How To Win A Tractor-Trailer Crash Case In Court

Screen Shot 2016-08-08 at 3.35.19 PMTruck crash cases are difficult high-stakes litigation that involve complicated liability issues and massive damage. Finding out what happened and who is responsible is the first step in filing a claim. Meticulously gathering evidence and presenting it in a way that jurors can understand are key to winning a tractor-trailer claim.

Since I’ve handled car and commercial truck crash cases for the past 36 years, This is a photo in a case I am about to file suit on where my client was seriously injured and her boyfriend was tragically killed.

I have refined investigative techniques and trial preparation to help my clients win the compensation they deserve. Here are a few things I do.

Preserve key evidence

Trucking companies often “lose” the evidence quickly. First, law enforcement clears the accident as soon as possible so traffic can move again. Then, the trucking company is likely to destroy, hide, or repair the truck unless the victim demands otherwise. Failure to act decisively means crucial evidence is lost forever.

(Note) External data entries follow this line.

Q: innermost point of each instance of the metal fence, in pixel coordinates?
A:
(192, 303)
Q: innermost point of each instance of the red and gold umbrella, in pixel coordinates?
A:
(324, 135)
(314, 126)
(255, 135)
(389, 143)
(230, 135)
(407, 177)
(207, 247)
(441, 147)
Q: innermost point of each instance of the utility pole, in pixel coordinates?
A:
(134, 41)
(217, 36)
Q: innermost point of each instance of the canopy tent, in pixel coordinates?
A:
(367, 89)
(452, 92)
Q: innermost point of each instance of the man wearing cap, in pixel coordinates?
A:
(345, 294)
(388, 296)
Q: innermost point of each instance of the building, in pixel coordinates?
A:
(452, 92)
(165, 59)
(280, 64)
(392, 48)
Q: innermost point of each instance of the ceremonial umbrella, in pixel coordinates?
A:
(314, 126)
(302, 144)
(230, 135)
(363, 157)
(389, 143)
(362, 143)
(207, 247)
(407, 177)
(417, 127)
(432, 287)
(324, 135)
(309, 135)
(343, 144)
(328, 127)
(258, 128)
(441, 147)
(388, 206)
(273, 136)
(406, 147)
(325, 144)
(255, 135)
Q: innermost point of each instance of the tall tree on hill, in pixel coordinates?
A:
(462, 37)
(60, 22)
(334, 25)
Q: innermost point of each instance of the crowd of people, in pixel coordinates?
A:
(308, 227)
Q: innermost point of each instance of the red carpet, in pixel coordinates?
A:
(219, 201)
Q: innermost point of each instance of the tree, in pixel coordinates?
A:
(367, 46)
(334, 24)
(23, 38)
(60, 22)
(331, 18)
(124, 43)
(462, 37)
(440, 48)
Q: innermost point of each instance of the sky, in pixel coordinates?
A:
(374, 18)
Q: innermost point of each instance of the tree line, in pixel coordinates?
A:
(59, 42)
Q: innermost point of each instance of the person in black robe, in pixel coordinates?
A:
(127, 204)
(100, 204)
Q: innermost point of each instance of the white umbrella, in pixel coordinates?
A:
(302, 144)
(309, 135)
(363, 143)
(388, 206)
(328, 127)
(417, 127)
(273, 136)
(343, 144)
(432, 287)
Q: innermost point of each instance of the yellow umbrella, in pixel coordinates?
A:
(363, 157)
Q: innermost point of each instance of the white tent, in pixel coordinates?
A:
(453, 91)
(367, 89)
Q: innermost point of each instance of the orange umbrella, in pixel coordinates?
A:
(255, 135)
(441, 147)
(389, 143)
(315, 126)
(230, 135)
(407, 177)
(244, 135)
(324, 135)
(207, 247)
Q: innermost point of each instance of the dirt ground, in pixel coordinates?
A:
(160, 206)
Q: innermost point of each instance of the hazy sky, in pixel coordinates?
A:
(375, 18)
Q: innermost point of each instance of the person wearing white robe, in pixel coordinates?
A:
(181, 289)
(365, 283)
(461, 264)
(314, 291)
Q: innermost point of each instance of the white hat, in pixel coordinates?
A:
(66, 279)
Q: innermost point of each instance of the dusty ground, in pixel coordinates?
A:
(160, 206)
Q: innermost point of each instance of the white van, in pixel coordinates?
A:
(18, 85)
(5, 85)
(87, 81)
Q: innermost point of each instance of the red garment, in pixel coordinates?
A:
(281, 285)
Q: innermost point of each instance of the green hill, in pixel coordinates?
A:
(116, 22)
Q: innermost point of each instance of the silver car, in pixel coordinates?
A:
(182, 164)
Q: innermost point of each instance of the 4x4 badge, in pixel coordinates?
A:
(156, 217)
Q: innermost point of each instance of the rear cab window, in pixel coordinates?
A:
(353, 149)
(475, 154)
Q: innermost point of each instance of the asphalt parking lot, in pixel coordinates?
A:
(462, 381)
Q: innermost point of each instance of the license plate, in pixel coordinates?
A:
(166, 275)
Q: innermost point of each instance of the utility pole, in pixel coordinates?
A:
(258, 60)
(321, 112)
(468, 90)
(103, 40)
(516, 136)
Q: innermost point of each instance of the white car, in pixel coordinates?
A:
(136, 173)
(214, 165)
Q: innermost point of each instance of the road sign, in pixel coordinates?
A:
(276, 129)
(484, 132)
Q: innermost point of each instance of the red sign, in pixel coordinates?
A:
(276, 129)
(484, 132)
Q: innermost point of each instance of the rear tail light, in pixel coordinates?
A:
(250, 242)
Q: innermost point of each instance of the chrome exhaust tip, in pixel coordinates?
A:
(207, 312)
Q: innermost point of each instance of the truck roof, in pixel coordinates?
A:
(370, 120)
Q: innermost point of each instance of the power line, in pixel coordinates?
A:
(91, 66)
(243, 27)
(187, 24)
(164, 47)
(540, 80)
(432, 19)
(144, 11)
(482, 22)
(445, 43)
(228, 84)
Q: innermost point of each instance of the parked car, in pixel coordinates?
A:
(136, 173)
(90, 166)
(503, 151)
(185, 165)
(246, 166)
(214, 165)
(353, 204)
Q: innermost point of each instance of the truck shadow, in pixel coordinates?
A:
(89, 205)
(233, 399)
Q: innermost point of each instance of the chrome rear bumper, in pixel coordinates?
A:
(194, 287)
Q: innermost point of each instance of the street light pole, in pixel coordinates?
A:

Here are some of the steps I take to preserve the evidence:

  • Investigate the scene of the crash to gather evidence.
  • Send a preservation of evidence letter to the company.
  • Secure the truck, logbooks, electronic control module, and other evidence from inside the truck tractor.
  • Retain experts to examine the truck for evidence of improper speed, braking, evasive action, and maintenance.
  • File a lawsuit, including a restraining order if necessary.
  • Depose witnesses as soon as permissible while memories are fresh.
  • Conduct extensive discovery to obtain all evidence needed.

Investigate thoroughly

To get to the bottom of what happened requires perseverance and meticulous investigation. Steps a personal injury lawyer takes to determine who is liable for a truck crash include:

  • Consulting with safety and truck industry experts.
  • Reviewing the black box event data recorder information thoroughly.
  • Obtaining video from area businesses that might have recorded the crash.
  • Subpoenaing phone records, employee handbook, company safety manuals, training videos, and other relevant documents.

Pursue the company

The trucking company is often found liable for a tractor-trailer crash, even if it was the driver who made serious errors. To combat this, trucking companies typically try to deflect responsibility by blaming the driver. But since it hired him, trained him, and supervised him, the trucking company should not be let off the hook.

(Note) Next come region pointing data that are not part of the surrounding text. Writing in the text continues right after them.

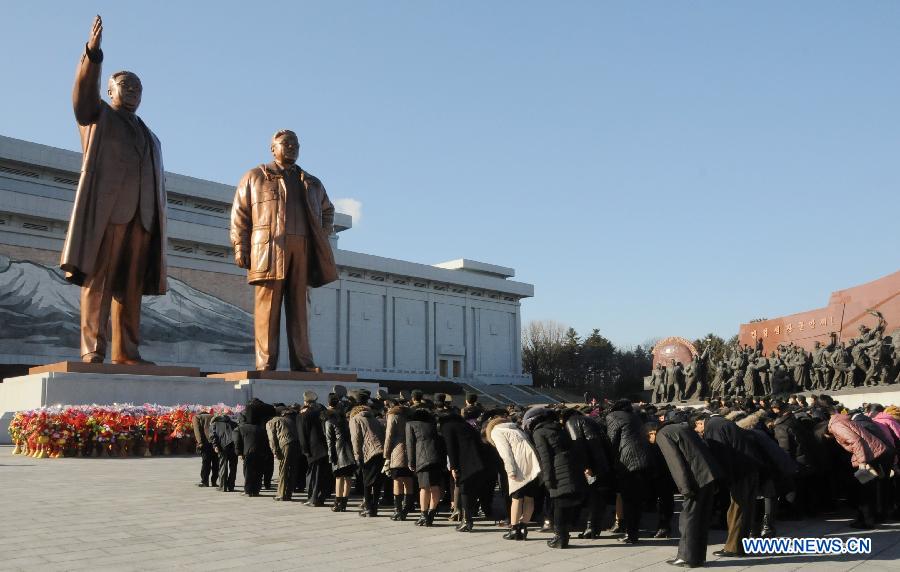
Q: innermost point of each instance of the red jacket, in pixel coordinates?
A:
(862, 445)
(890, 423)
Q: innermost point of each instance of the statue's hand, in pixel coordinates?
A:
(241, 258)
(96, 34)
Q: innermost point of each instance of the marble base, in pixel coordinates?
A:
(339, 378)
(849, 398)
(69, 388)
(111, 368)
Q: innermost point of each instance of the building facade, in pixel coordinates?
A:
(384, 319)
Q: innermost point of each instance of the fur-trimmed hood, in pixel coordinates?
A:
(360, 410)
(490, 427)
(750, 421)
(398, 410)
(420, 414)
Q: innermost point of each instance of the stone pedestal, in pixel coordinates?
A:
(68, 387)
(849, 398)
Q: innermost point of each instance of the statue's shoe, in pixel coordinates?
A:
(93, 357)
(132, 361)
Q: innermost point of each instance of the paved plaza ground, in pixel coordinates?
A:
(146, 513)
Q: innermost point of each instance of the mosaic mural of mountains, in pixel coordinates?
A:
(39, 316)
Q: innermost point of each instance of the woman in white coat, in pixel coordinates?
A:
(522, 469)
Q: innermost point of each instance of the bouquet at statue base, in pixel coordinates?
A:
(111, 430)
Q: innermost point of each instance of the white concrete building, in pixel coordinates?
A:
(384, 319)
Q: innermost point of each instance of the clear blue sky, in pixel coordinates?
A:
(653, 168)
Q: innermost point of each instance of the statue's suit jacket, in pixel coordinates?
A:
(258, 226)
(109, 177)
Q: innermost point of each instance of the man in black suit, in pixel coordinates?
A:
(694, 470)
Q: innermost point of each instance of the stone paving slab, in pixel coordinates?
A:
(146, 514)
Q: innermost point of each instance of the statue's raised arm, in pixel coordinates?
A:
(86, 93)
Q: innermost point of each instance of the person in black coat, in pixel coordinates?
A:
(663, 487)
(741, 460)
(250, 445)
(633, 464)
(426, 460)
(467, 464)
(209, 461)
(563, 472)
(694, 470)
(590, 439)
(259, 413)
(221, 436)
(314, 445)
(796, 438)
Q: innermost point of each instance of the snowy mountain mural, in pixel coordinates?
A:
(39, 322)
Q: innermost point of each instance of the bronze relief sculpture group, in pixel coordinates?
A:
(115, 246)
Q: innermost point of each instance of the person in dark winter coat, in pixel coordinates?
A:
(285, 445)
(797, 440)
(426, 460)
(662, 489)
(633, 464)
(367, 438)
(590, 439)
(340, 452)
(315, 449)
(694, 470)
(221, 436)
(397, 462)
(563, 472)
(738, 455)
(776, 473)
(259, 413)
(208, 459)
(467, 464)
(251, 444)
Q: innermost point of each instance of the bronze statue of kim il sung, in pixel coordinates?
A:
(280, 222)
(115, 247)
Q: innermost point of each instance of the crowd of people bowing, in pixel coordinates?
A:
(737, 465)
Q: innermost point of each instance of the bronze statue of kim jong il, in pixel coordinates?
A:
(280, 223)
(115, 245)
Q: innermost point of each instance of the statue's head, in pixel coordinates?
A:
(285, 147)
(125, 89)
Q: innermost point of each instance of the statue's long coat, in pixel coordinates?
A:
(95, 197)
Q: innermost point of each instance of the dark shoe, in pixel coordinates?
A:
(398, 508)
(132, 361)
(767, 530)
(616, 528)
(558, 542)
(466, 526)
(682, 563)
(93, 357)
(513, 533)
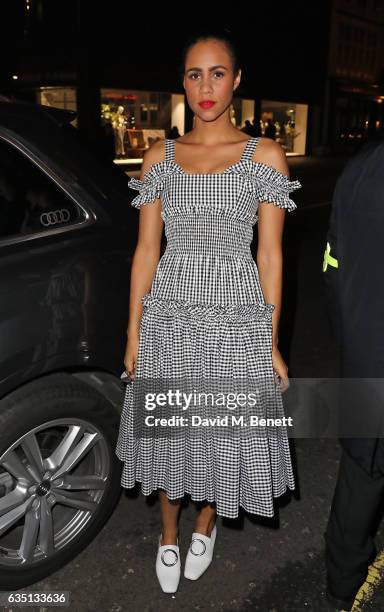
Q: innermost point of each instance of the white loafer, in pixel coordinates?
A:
(168, 566)
(200, 554)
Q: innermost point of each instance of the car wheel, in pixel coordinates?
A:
(59, 475)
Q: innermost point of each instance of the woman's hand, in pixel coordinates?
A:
(280, 369)
(131, 352)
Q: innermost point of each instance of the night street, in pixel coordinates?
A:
(200, 117)
(266, 565)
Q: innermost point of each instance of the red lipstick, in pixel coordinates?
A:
(206, 103)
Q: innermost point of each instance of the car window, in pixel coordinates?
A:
(30, 201)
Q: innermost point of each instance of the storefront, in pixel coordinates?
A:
(134, 119)
(138, 118)
(285, 122)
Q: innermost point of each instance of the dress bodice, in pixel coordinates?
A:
(209, 222)
(233, 194)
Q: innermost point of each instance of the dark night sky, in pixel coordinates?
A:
(284, 44)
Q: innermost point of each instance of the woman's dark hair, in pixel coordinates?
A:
(224, 35)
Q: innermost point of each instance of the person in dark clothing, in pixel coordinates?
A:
(270, 130)
(247, 129)
(355, 295)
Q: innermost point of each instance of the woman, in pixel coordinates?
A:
(205, 310)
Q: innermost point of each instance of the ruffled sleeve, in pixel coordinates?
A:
(150, 188)
(270, 185)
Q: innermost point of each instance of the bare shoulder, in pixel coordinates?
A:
(272, 154)
(153, 155)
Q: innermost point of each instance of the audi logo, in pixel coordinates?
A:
(54, 217)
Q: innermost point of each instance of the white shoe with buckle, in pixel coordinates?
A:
(168, 566)
(200, 554)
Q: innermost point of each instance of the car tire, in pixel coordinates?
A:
(36, 417)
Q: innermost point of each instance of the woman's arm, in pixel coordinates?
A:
(269, 252)
(146, 255)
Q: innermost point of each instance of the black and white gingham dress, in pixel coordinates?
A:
(205, 315)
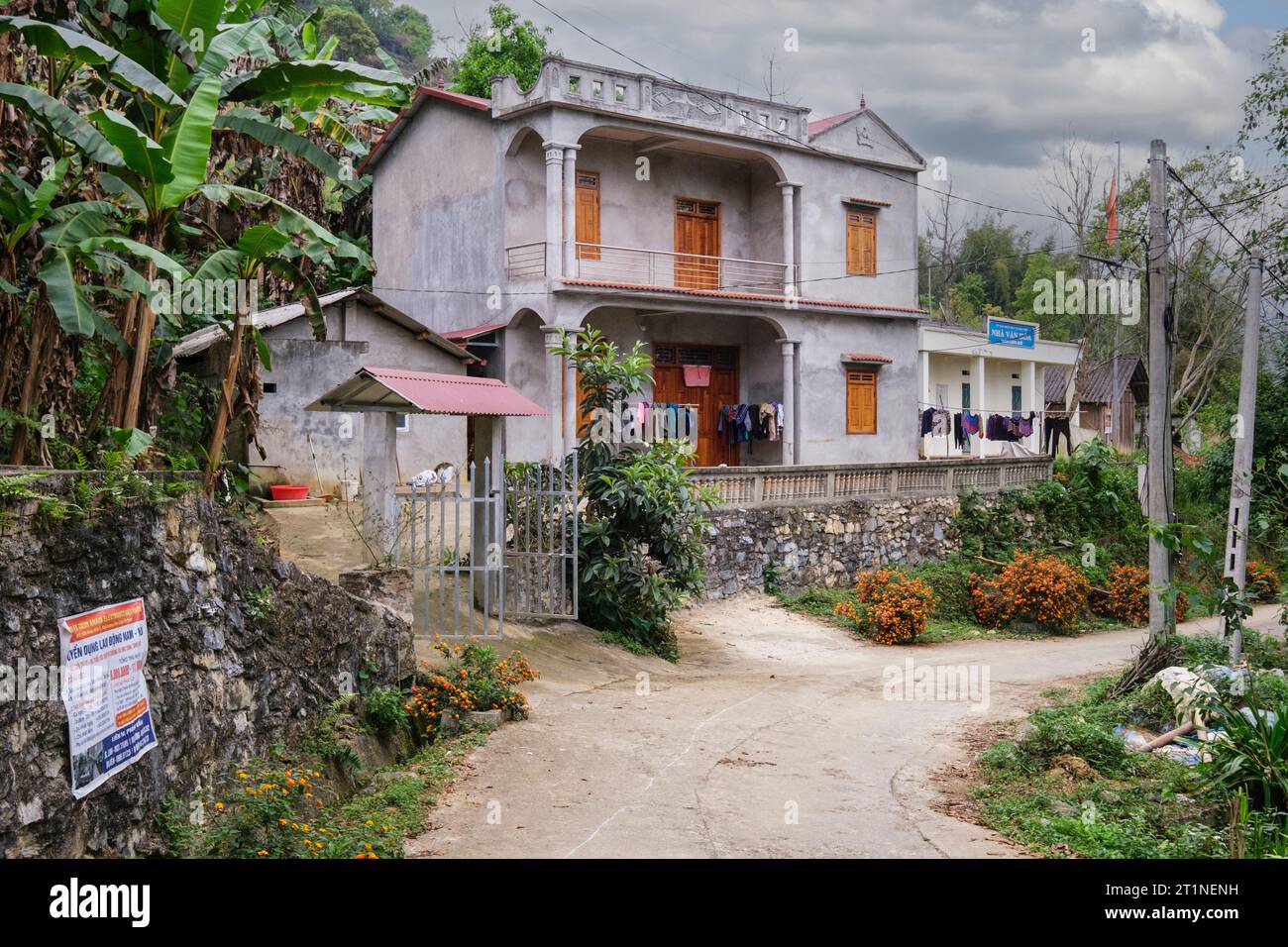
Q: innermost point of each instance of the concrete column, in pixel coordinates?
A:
(571, 402)
(555, 395)
(570, 230)
(787, 432)
(1030, 402)
(925, 398)
(978, 397)
(554, 211)
(380, 483)
(789, 189)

I focus on the trucking corporation liability during these trial preparations. Here are some effective steps to take:

  • Emphasize the company’s willful violation of federal and Texas regulations.
  • Depose the trucking safety director, the driver’s supervisors and corporate executives.
  • Ask the driver questions about corporate policy and working environment that may point to improper hiring, training, supervision, and retention.

Never agree to a waiver of action against the trucking corporation in exchange for an admission of liability from the negligent driver.

Go to court 

I file suit, subpoena the trucking company’s files, read the driver’s application and driving history files, take key depositions, and take the case to a jury if necessary.  When the insurance company for the trucking company knows I am ready and willing to try the case, they often pay my client a substantial amount of money and the case can be settled out of court at a mediation.